To prolong battery life it’s best to avoid charging to 100% or using fast chargers. You may have to make exceptions, of course — sometimes there’s no choice but to maximize range or juice up in a hurry. You won’t automatically ruin your battery so long as you give it a break whenever you can. When not in use, both the battery and scooter should be kept in a warm, dry place.
Whatever you do, don’t use a hose to wash a scooter unless the vehicle is certified waterproof, and even then you should only spray down the deck. As a rule, you should stick to rags and water, later drying with a towel.
Check bolts, screws, tires, and brakes once a week during riding season. Oil metal parts as needed. Keep spare parts around, particularly if they’re model-specific. For air-filled tires, you’ll want a portable electric pump with a pressure gauge. Bring that pump and tire replacement gear on rides unless you’re sticking to your immediate neighborhood.
Q: Is it safe to take a passenger?
A: On sit-down electric scooters the answer is yes, so long as there’s enough seating. For stand-up scooters, the answer is generally no, since it tends to throw off riding off balance. You can, however, tow a pet or child in a trailer.

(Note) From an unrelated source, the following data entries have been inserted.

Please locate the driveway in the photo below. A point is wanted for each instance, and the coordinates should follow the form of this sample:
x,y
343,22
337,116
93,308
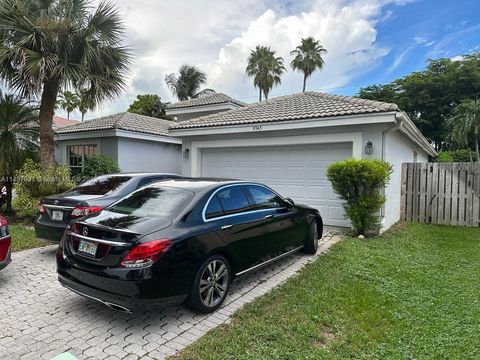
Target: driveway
x,y
40,319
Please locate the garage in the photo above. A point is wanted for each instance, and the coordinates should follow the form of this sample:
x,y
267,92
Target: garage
x,y
288,142
296,171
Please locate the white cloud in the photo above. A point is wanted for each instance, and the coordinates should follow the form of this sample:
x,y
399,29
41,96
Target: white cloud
x,y
218,36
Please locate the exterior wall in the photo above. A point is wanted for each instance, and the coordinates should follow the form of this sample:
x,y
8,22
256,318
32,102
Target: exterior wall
x,y
390,145
371,133
398,149
148,156
106,146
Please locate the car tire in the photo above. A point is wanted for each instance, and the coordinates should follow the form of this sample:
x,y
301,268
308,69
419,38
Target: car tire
x,y
311,242
211,284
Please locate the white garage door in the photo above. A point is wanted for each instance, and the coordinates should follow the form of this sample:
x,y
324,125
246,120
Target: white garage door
x,y
296,171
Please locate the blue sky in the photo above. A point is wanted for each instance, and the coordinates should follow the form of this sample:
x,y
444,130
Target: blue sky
x,y
418,31
368,41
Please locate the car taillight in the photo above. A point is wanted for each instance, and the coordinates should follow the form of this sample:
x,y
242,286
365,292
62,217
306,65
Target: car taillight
x,y
80,211
145,254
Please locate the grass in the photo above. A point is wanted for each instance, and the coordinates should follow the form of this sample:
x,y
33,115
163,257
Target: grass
x,y
23,237
412,294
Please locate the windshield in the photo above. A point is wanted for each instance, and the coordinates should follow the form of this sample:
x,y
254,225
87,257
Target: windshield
x,y
101,185
154,202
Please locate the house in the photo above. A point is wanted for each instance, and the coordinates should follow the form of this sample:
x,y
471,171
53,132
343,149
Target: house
x,y
207,102
288,142
59,122
138,143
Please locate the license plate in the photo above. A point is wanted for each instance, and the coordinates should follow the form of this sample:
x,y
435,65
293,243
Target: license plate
x,y
57,215
87,247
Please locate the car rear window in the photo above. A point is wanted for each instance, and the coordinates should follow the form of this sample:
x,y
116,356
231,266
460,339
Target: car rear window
x,y
233,200
154,202
102,185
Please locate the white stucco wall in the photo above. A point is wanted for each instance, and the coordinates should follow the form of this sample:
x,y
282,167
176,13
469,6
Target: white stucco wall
x,y
148,156
398,150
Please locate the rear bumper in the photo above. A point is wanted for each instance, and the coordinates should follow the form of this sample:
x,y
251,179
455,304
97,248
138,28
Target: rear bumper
x,y
49,231
129,292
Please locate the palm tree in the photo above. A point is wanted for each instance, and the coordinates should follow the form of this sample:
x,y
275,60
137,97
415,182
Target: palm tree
x,y
265,68
187,84
18,138
464,124
308,58
68,102
49,45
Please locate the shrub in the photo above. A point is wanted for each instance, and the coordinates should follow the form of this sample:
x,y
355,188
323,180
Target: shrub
x,y
98,165
462,155
359,184
33,183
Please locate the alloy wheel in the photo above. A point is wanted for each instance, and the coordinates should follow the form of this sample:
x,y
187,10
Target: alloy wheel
x,y
213,283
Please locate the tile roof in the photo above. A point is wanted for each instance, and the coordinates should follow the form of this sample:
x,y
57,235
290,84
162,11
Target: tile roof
x,y
59,122
122,121
210,99
290,107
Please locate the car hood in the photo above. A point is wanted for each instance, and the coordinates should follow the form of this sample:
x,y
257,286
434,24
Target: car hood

Q: What are my options for carrying cargo?
A: Scooters tend not to have much room. For carrying locks and maintenance gear, you may be able to use built-in storage on a sit-down model, or a handlebar bag on a stand-up. Anything more will probably demand a large backpack or a tow trailer.
Q: Can I take a folding scooter on a plane?
A: No, at least not anything worth riding when you land. While ultra-portables can theoretically get around size and weight limits, restrictions on battery capacity are simply too tight. In the US, for example, the Federal Aviation Administration doesn’t allow carry-on batteries rated over 100Wh, or checked batteries over 160Wh. Even the Unagi One is rated at 282Wh.